A new nano-structured antibiotic to treat traditional antibiotic-resistant bacterial infections synthesized for the first time by an international team coordinated by Debora Berti and Costanza Montis of the Department of Chemistry of the University of Florence in collaboration with the Schools of Pharmacy and Medicine of the University of East Anglia (Norwich, UK), Procarta Biosystems Ltd (Norwich, UK). The work is part of the European project IAPP (Marie Curie Industry-Academia Partnerships & Pathways) DNA TRAP (Delivery of Nucleic Acid-Based Therapeutics for the Treatment of Antibiotic-Resistant Pathogens).
The study appeared in Nature Scientific Reports (Antimicrobial Nanoplexes meet Model Bacterial Membranes: the key role of Cardiolipin DOI: 10.1038/srep41242).
“One of the major challenges of present day medicine is the treatment of bacterial infections, comments Debora Berti. Traditional antibiotics are progressively less active and numerous bacterial strands have developed resistance mechanisms towards them. In spite of this, the discovery of new molecules with antibiotic properties has also diminished over time and their availability on the market is inadequate. It is therefore of key importance to develop new antibiotics with innovative formulas and able to overcome bacterial resistance mechanisms. In this case the experimentation pathway is still long, warns Berti, but the efficacy of the nano-antibiotic in the treatment of infections of Clostridium difficile has already been demonstrated on animal models.”
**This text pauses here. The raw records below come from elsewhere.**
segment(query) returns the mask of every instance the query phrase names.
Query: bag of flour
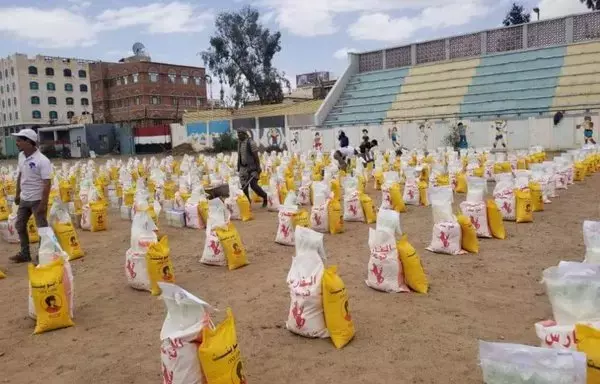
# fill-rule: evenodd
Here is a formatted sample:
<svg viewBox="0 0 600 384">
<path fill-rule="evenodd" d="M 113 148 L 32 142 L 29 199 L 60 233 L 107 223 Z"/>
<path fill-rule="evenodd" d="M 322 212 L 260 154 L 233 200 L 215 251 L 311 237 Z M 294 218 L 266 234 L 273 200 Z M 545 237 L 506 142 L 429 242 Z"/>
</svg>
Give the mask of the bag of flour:
<svg viewBox="0 0 600 384">
<path fill-rule="evenodd" d="M 288 272 L 290 310 L 286 328 L 298 335 L 327 338 L 329 332 L 323 313 L 321 280 L 325 250 L 323 235 L 308 228 L 296 227 L 296 256 Z"/>
<path fill-rule="evenodd" d="M 582 321 L 577 324 L 600 328 L 600 321 Z M 577 350 L 575 324 L 558 325 L 554 320 L 539 321 L 535 323 L 535 333 L 542 348 Z"/>
<path fill-rule="evenodd" d="M 394 232 L 369 228 L 369 249 L 366 284 L 383 292 L 410 292 L 404 283 Z"/>
<path fill-rule="evenodd" d="M 208 222 L 206 225 L 206 240 L 204 241 L 204 251 L 200 262 L 208 265 L 227 265 L 225 250 L 219 241 L 217 227 L 226 226 L 229 223 L 229 214 L 225 204 L 221 199 L 213 199 L 208 202 Z"/>
<path fill-rule="evenodd" d="M 294 219 L 297 213 L 296 195 L 294 192 L 289 192 L 285 198 L 285 202 L 279 207 L 279 213 L 277 214 L 279 224 L 277 226 L 277 234 L 275 235 L 276 243 L 288 246 L 294 245 Z"/>
<path fill-rule="evenodd" d="M 600 221 L 583 222 L 585 263 L 600 264 Z"/>
</svg>

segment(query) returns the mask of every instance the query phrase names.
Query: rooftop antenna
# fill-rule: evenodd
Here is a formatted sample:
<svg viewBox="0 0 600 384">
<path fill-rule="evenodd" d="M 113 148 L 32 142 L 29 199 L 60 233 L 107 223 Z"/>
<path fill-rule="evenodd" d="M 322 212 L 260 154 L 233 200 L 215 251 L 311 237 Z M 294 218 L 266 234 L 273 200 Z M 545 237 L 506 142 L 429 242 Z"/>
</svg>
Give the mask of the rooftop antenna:
<svg viewBox="0 0 600 384">
<path fill-rule="evenodd" d="M 133 44 L 133 47 L 131 47 L 131 50 L 133 51 L 133 54 L 136 56 L 147 56 L 148 55 L 146 53 L 146 47 L 144 46 L 144 44 L 142 44 L 140 42 Z"/>
</svg>

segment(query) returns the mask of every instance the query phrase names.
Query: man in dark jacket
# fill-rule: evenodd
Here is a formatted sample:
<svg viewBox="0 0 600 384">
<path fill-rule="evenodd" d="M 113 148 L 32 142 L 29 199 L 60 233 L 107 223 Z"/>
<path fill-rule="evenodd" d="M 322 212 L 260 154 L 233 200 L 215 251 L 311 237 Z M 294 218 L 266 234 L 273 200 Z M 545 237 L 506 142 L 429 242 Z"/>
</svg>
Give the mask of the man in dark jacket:
<svg viewBox="0 0 600 384">
<path fill-rule="evenodd" d="M 260 159 L 258 157 L 258 147 L 250 138 L 248 132 L 238 130 L 238 172 L 244 194 L 250 200 L 248 187 L 252 188 L 254 193 L 263 199 L 263 208 L 267 206 L 267 193 L 258 185 L 258 178 L 262 170 L 260 169 Z M 252 200 L 250 200 L 252 201 Z"/>
<path fill-rule="evenodd" d="M 350 139 L 348 139 L 348 136 L 346 136 L 344 131 L 340 131 L 338 140 L 340 141 L 340 148 L 346 148 L 350 145 Z"/>
</svg>

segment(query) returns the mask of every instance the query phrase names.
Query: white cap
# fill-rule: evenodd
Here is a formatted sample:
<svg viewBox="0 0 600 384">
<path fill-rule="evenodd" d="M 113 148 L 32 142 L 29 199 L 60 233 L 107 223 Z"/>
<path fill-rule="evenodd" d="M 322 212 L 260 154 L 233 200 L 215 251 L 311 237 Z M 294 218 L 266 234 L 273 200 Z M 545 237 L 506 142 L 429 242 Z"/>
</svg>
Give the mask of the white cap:
<svg viewBox="0 0 600 384">
<path fill-rule="evenodd" d="M 16 136 L 16 137 L 24 137 L 26 139 L 33 141 L 34 143 L 37 143 L 37 141 L 38 141 L 37 133 L 35 133 L 35 131 L 30 128 L 21 129 L 19 132 L 13 133 L 12 135 Z"/>
</svg>

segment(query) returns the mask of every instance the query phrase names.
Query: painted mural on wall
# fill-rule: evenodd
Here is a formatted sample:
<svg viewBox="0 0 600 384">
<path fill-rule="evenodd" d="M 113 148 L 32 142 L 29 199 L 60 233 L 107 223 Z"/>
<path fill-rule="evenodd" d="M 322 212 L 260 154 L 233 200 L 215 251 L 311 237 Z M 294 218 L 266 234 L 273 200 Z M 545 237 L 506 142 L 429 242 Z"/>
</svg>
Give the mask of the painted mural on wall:
<svg viewBox="0 0 600 384">
<path fill-rule="evenodd" d="M 316 131 L 313 135 L 313 150 L 322 151 L 323 150 L 323 137 L 321 137 L 321 132 Z"/>
<path fill-rule="evenodd" d="M 392 126 L 388 129 L 388 138 L 390 139 L 390 141 L 392 143 L 392 147 L 394 149 L 400 147 L 400 140 L 399 140 L 400 138 L 399 138 L 399 134 L 398 134 L 398 127 L 396 126 L 396 124 L 394 124 L 394 126 Z"/>
<path fill-rule="evenodd" d="M 208 136 L 211 140 L 214 140 L 229 131 L 229 120 L 214 120 L 208 123 Z"/>
<path fill-rule="evenodd" d="M 585 116 L 581 124 L 577 124 L 578 130 L 583 130 L 583 141 L 585 144 L 596 144 L 594 140 L 594 122 L 591 116 Z"/>
<path fill-rule="evenodd" d="M 287 150 L 285 116 L 260 117 L 258 119 L 258 147 L 260 149 Z"/>
<path fill-rule="evenodd" d="M 506 148 L 506 139 L 508 136 L 507 126 L 508 123 L 506 120 L 498 119 L 492 123 L 492 130 L 494 131 L 494 149 L 498 147 L 498 144 L 502 145 L 503 148 Z"/>
<path fill-rule="evenodd" d="M 429 142 L 429 135 L 433 128 L 431 121 L 422 121 L 418 123 L 418 134 L 419 134 L 419 149 L 427 151 L 427 144 Z"/>
<path fill-rule="evenodd" d="M 257 127 L 256 119 L 254 117 L 234 119 L 231 121 L 231 127 L 234 131 L 243 129 L 250 132 L 250 138 L 256 141 L 257 138 Z"/>
<path fill-rule="evenodd" d="M 208 145 L 207 125 L 204 121 L 186 124 L 188 142 L 195 151 L 199 151 Z"/>
</svg>

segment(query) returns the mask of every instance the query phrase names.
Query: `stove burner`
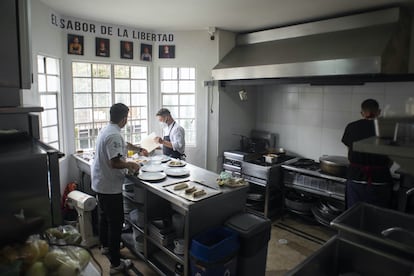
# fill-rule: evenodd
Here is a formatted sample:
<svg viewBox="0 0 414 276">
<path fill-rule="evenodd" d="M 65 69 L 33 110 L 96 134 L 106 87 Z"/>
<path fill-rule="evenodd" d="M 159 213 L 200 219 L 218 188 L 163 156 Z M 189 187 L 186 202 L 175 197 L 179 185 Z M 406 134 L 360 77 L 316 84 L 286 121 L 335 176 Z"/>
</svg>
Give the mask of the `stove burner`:
<svg viewBox="0 0 414 276">
<path fill-rule="evenodd" d="M 316 162 L 313 159 L 307 159 L 307 158 L 300 158 L 298 161 L 290 164 L 293 167 L 302 168 L 302 169 L 308 169 L 311 171 L 317 171 L 319 170 L 319 163 Z"/>
</svg>

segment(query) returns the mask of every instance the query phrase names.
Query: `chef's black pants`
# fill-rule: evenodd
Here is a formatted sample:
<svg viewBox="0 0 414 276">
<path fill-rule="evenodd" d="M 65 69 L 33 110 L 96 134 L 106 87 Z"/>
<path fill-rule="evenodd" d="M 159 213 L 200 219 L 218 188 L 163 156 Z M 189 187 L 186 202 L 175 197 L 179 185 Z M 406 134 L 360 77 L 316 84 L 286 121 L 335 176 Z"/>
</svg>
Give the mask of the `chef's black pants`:
<svg viewBox="0 0 414 276">
<path fill-rule="evenodd" d="M 346 182 L 346 203 L 351 208 L 358 202 L 366 202 L 379 207 L 389 208 L 391 205 L 392 185 L 364 184 L 349 180 Z"/>
<path fill-rule="evenodd" d="M 99 203 L 99 240 L 103 247 L 109 248 L 112 266 L 120 264 L 120 242 L 124 223 L 122 194 L 98 194 Z"/>
</svg>

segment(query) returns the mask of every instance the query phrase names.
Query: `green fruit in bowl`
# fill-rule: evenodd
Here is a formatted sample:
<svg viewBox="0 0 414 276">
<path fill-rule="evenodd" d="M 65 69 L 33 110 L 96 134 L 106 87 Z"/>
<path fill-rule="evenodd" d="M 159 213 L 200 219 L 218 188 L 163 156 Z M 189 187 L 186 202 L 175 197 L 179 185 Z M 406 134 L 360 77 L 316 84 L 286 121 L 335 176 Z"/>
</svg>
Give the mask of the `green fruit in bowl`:
<svg viewBox="0 0 414 276">
<path fill-rule="evenodd" d="M 25 276 L 46 276 L 47 269 L 44 263 L 35 262 L 33 263 L 28 270 L 26 270 Z"/>
</svg>

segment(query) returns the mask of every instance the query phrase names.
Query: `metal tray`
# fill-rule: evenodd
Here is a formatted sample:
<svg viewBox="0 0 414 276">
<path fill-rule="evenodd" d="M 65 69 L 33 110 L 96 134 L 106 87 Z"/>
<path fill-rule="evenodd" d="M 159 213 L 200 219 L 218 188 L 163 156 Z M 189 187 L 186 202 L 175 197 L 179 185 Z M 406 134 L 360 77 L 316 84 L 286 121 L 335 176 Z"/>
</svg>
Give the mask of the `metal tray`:
<svg viewBox="0 0 414 276">
<path fill-rule="evenodd" d="M 187 183 L 188 184 L 188 188 L 194 186 L 195 188 L 197 188 L 197 191 L 204 190 L 206 192 L 206 194 L 203 195 L 203 196 L 200 196 L 200 197 L 194 197 L 193 194 L 186 194 L 185 193 L 185 190 L 186 189 L 174 190 L 174 186 L 175 185 L 178 185 L 178 184 L 181 184 L 181 183 Z M 215 189 L 210 188 L 210 187 L 208 187 L 208 186 L 206 186 L 206 185 L 204 185 L 204 184 L 202 184 L 200 182 L 196 182 L 196 181 L 193 181 L 193 180 L 180 181 L 180 182 L 177 182 L 177 183 L 165 185 L 164 186 L 164 189 L 166 189 L 167 191 L 169 191 L 169 192 L 171 192 L 171 193 L 173 193 L 175 195 L 178 195 L 178 196 L 180 196 L 182 198 L 185 198 L 187 200 L 190 200 L 190 201 L 200 201 L 200 200 L 203 200 L 203 199 L 206 199 L 208 197 L 211 197 L 211 196 L 214 196 L 214 195 L 217 195 L 217 194 L 220 194 L 221 193 L 220 190 L 215 190 Z"/>
</svg>

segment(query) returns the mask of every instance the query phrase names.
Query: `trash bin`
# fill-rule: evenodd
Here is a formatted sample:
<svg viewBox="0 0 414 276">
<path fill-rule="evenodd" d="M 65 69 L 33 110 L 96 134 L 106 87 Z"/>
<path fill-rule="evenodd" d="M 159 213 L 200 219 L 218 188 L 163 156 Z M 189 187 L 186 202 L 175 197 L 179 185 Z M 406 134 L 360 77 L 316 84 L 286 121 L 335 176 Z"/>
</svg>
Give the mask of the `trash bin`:
<svg viewBox="0 0 414 276">
<path fill-rule="evenodd" d="M 191 275 L 236 275 L 237 233 L 226 227 L 216 227 L 196 235 L 191 241 Z"/>
<path fill-rule="evenodd" d="M 239 234 L 237 275 L 265 275 L 270 220 L 252 213 L 239 213 L 228 219 L 225 226 Z"/>
</svg>

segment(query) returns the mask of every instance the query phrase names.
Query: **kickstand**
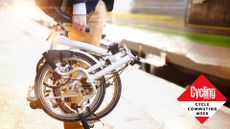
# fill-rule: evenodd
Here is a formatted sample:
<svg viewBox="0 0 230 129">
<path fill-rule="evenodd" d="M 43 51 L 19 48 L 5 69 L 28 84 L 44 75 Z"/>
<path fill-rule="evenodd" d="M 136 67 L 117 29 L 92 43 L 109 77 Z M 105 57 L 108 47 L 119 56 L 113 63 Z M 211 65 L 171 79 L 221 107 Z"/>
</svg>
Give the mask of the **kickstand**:
<svg viewBox="0 0 230 129">
<path fill-rule="evenodd" d="M 82 123 L 84 129 L 90 129 L 89 124 L 88 124 L 87 119 L 86 119 L 86 117 L 84 116 L 84 114 L 83 114 L 83 113 L 80 113 L 80 114 L 79 114 L 79 117 L 80 117 L 80 120 L 81 120 L 81 123 Z"/>
</svg>

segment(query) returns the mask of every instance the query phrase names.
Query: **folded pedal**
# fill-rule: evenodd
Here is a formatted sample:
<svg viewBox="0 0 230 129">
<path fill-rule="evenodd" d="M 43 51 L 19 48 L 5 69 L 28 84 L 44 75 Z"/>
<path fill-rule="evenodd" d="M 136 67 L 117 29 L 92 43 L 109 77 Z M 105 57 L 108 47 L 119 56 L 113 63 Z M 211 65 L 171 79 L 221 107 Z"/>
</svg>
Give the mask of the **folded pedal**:
<svg viewBox="0 0 230 129">
<path fill-rule="evenodd" d="M 27 92 L 27 101 L 30 103 L 30 107 L 32 109 L 41 109 L 41 104 L 37 97 L 33 95 L 34 93 L 34 86 L 29 86 L 28 92 Z"/>
</svg>

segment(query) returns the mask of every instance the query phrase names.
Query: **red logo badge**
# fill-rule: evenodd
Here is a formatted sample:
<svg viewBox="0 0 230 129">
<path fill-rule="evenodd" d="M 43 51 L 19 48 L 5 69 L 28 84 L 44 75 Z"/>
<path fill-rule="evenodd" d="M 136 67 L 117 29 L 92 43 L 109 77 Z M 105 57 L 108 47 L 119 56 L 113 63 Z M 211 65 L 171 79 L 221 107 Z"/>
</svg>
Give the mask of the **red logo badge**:
<svg viewBox="0 0 230 129">
<path fill-rule="evenodd" d="M 201 75 L 177 99 L 201 124 L 216 113 L 227 98 Z"/>
</svg>

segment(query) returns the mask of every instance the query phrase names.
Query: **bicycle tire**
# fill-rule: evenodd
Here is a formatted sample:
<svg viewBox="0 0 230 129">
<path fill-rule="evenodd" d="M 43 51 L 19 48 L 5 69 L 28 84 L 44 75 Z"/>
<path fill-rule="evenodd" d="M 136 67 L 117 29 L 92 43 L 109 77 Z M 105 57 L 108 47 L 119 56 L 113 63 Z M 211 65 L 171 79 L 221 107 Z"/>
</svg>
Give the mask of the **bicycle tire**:
<svg viewBox="0 0 230 129">
<path fill-rule="evenodd" d="M 45 58 L 42 57 L 36 65 L 36 73 L 39 73 L 40 69 L 42 68 L 44 64 L 45 64 Z"/>
<path fill-rule="evenodd" d="M 114 86 L 114 94 L 112 97 L 112 100 L 109 102 L 109 104 L 106 105 L 106 107 L 104 109 L 102 109 L 101 111 L 96 111 L 94 112 L 93 115 L 87 117 L 88 120 L 99 120 L 103 117 L 105 117 L 106 115 L 108 115 L 110 112 L 113 111 L 113 109 L 117 106 L 120 97 L 121 97 L 121 92 L 122 92 L 122 84 L 121 84 L 121 79 L 120 76 L 117 72 L 113 73 L 113 77 L 115 79 L 115 83 Z M 107 88 L 106 88 L 106 92 L 105 92 L 105 96 L 107 93 Z M 105 98 L 104 98 L 105 99 Z M 102 102 L 103 104 L 103 102 Z M 100 109 L 100 107 L 99 107 Z"/>
<path fill-rule="evenodd" d="M 84 114 L 79 114 L 82 126 L 84 127 L 84 129 L 90 129 L 87 119 L 85 118 Z"/>
<path fill-rule="evenodd" d="M 42 58 L 40 59 L 39 62 L 42 63 Z M 38 65 L 38 66 L 40 66 L 40 65 Z M 115 91 L 114 91 L 115 94 L 113 94 L 112 101 L 102 111 L 96 112 L 94 115 L 87 117 L 87 120 L 98 120 L 98 119 L 105 117 L 110 112 L 112 112 L 113 109 L 118 104 L 118 102 L 120 100 L 121 92 L 122 92 L 122 84 L 121 84 L 121 79 L 119 77 L 119 74 L 117 72 L 114 72 L 113 74 L 117 80 L 117 84 L 115 84 Z M 105 92 L 105 96 L 106 96 L 106 92 Z M 68 113 L 68 111 L 66 111 L 65 109 L 63 109 L 63 110 Z"/>
<path fill-rule="evenodd" d="M 90 65 L 96 64 L 96 62 L 93 59 L 91 59 L 90 57 L 88 57 L 88 56 L 86 56 L 84 54 L 81 54 L 81 53 L 76 52 L 75 55 L 74 55 L 74 58 L 80 58 L 80 59 L 86 61 L 87 63 L 89 63 Z M 39 102 L 41 103 L 43 111 L 45 111 L 49 116 L 51 116 L 52 118 L 55 118 L 57 120 L 61 120 L 61 121 L 79 121 L 79 115 L 74 116 L 74 117 L 64 117 L 64 116 L 60 116 L 58 114 L 55 114 L 54 112 L 52 112 L 50 107 L 47 107 L 47 105 L 43 101 L 43 98 L 41 97 L 41 92 L 42 91 L 40 91 L 39 88 L 40 88 L 40 84 L 42 82 L 42 76 L 45 74 L 44 72 L 47 69 L 51 69 L 51 67 L 45 62 L 42 65 L 42 67 L 39 68 L 38 73 L 37 73 L 36 78 L 35 78 L 35 95 L 38 98 Z M 99 87 L 99 91 L 100 91 L 100 93 L 98 93 L 99 96 L 98 96 L 95 104 L 91 105 L 91 112 L 84 113 L 85 116 L 89 116 L 90 114 L 95 112 L 99 108 L 99 106 L 101 105 L 101 103 L 103 101 L 103 98 L 104 98 L 104 95 L 105 95 L 105 86 L 103 84 Z"/>
</svg>

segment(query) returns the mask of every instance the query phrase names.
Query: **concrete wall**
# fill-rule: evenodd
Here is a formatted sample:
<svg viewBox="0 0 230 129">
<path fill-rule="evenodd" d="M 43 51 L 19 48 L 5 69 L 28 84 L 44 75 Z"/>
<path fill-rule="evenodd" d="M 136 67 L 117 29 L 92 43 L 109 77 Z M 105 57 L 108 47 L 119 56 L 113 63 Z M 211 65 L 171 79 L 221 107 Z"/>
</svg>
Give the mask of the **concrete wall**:
<svg viewBox="0 0 230 129">
<path fill-rule="evenodd" d="M 188 3 L 188 23 L 230 27 L 230 0 L 196 1 Z"/>
<path fill-rule="evenodd" d="M 132 12 L 184 16 L 186 0 L 133 0 Z"/>
</svg>

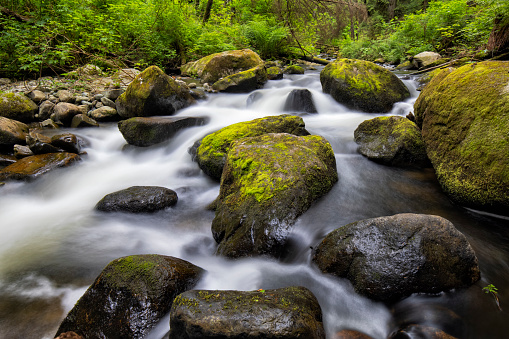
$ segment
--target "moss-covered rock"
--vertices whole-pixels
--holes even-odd
[[[38,107],[21,93],[0,93],[0,116],[25,123],[34,120]]]
[[[421,52],[412,57],[412,65],[417,69],[426,68],[441,58],[436,52]]]
[[[119,121],[121,119],[117,110],[113,107],[103,106],[88,113],[88,116],[95,121]]]
[[[171,139],[182,129],[206,123],[207,119],[200,117],[135,117],[120,121],[118,129],[130,145],[147,147]]]
[[[117,112],[124,119],[172,115],[194,102],[188,88],[177,84],[157,66],[138,74],[115,101]]]
[[[318,113],[313,94],[306,88],[292,90],[286,98],[283,110],[292,113]]]
[[[354,132],[359,153],[389,166],[427,167],[426,148],[417,125],[401,116],[363,121]]]
[[[283,70],[278,66],[271,66],[267,68],[268,80],[281,80],[283,79]]]
[[[338,180],[324,138],[264,134],[233,143],[212,233],[218,254],[280,257],[297,217]]]
[[[95,206],[103,212],[152,213],[175,205],[177,193],[166,187],[133,186],[107,194]]]
[[[182,66],[184,75],[201,78],[202,82],[213,84],[228,75],[247,71],[263,64],[258,54],[250,49],[215,53]]]
[[[304,127],[302,118],[291,115],[239,122],[203,138],[196,152],[196,161],[203,172],[219,181],[226,162],[226,154],[234,141],[266,133],[309,135]]]
[[[53,120],[67,127],[71,126],[72,119],[76,115],[83,114],[79,106],[68,102],[59,102],[56,104],[56,106],[53,108],[53,113]]]
[[[368,113],[387,113],[410,96],[405,84],[389,70],[369,61],[339,59],[320,73],[324,93],[337,102]]]
[[[443,70],[415,103],[426,151],[457,203],[509,214],[509,62]]]
[[[262,88],[267,82],[267,71],[259,65],[232,75],[228,75],[214,83],[212,89],[219,92],[249,93]]]
[[[67,314],[57,335],[74,331],[85,338],[142,338],[202,274],[187,261],[163,255],[113,260]]]
[[[383,301],[480,279],[465,236],[434,215],[397,214],[341,226],[320,243],[313,261],[324,273],[348,278],[358,293]]]
[[[59,167],[67,167],[81,158],[73,153],[48,153],[23,158],[0,171],[0,180],[34,180]]]
[[[170,338],[322,339],[325,332],[320,305],[304,287],[191,290],[173,302]]]
[[[24,123],[0,117],[0,149],[12,149],[15,144],[25,144],[28,126]]]
[[[286,66],[283,70],[284,74],[304,74],[305,70],[299,65]]]

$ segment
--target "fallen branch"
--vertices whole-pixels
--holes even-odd
[[[21,15],[21,14],[18,14],[18,13],[14,12],[14,11],[11,11],[10,9],[5,8],[3,6],[0,6],[0,12],[2,12],[3,14],[5,14],[7,16],[10,16],[10,17],[16,19],[19,22],[28,22],[28,21],[30,21],[29,17]]]
[[[328,65],[328,64],[330,64],[330,61],[328,61],[328,60],[320,59],[320,58],[315,58],[313,56],[307,56],[307,55],[301,55],[301,56],[299,56],[299,59],[302,59],[302,60],[305,60],[305,61],[314,62],[314,63],[320,64],[320,65]]]
[[[413,73],[410,73],[408,75],[418,75],[418,74],[422,74],[422,73],[426,73],[426,72],[429,72],[429,71],[432,71],[434,69],[437,69],[437,68],[441,68],[441,67],[445,67],[447,65],[450,65],[456,61],[458,61],[459,59],[454,59],[454,60],[451,60],[451,61],[447,61],[447,62],[444,62],[443,64],[440,64],[438,66],[433,66],[433,67],[429,67],[429,68],[426,68],[426,69],[421,69],[417,72],[413,72]]]

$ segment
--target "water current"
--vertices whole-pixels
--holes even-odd
[[[415,79],[404,80],[412,98],[388,115],[413,111]],[[312,134],[325,137],[337,161],[339,182],[302,215],[291,235],[291,251],[280,261],[226,260],[213,255],[214,213],[206,206],[219,192],[188,154],[203,136],[224,126],[283,113],[292,89],[312,92],[318,114],[303,115]],[[354,329],[386,338],[406,324],[446,330],[457,338],[507,338],[509,317],[509,221],[452,204],[430,169],[403,170],[373,163],[356,152],[353,132],[377,114],[347,109],[323,94],[319,70],[269,81],[249,94],[211,94],[178,116],[207,116],[205,126],[180,132],[148,148],[124,147],[115,123],[72,130],[87,140],[79,164],[30,183],[0,188],[0,338],[53,338],[59,323],[111,260],[156,253],[204,268],[200,289],[255,290],[292,285],[309,288],[324,313],[328,338]],[[378,114],[380,115],[380,114]],[[174,189],[178,204],[149,215],[105,214],[94,210],[106,194],[135,185]],[[365,218],[396,213],[445,217],[465,234],[477,253],[481,281],[437,295],[413,295],[384,305],[353,291],[346,279],[324,275],[310,262],[311,247],[330,231]],[[499,311],[482,287],[499,289]],[[163,338],[168,318],[150,333]]]

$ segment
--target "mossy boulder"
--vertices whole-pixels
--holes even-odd
[[[412,65],[417,69],[426,68],[441,58],[442,56],[436,52],[421,52],[412,57]]]
[[[193,288],[203,270],[187,261],[155,254],[110,262],[60,324],[60,333],[85,338],[142,338]]]
[[[268,116],[239,122],[203,138],[196,151],[196,161],[205,174],[219,181],[231,144],[242,138],[266,133],[309,135],[305,129],[304,120],[291,115]]]
[[[25,144],[28,126],[24,123],[0,117],[0,149],[12,149],[15,144]]]
[[[396,214],[342,226],[318,245],[313,261],[322,272],[349,279],[358,293],[382,301],[480,279],[465,236],[434,215]]]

The new nano-structured antibiotic is made up by two components: one (a cationic molecule, i.e. formed by an ion with a positive charge) interacts with the membrane of bacteria by destabilizing it and the other (an oligonucleotide, i.e. a small fragment of a nucleic acid) interferes with the transcription mechanisms of DNA. The two components combine to form a nano-particle called “nanoplex”, measuring about 160 nanometers in diameter.
“The advantages of this system compared to traditional antibiotics, Berti explains, are essentially twofold: resistance mechanisms that the bacterium can develop are ineffective against the oligonucleotides and secondly the oligonucleotides can be easily modified to be active against different targets inside the same bacterium or over different bacteria. The new antibiotic can be modified to be used as a general antibiotic or for the treatment of Gram-negative or Gram-positive bacteria, simply by changing the oligonucleotide accordingly.”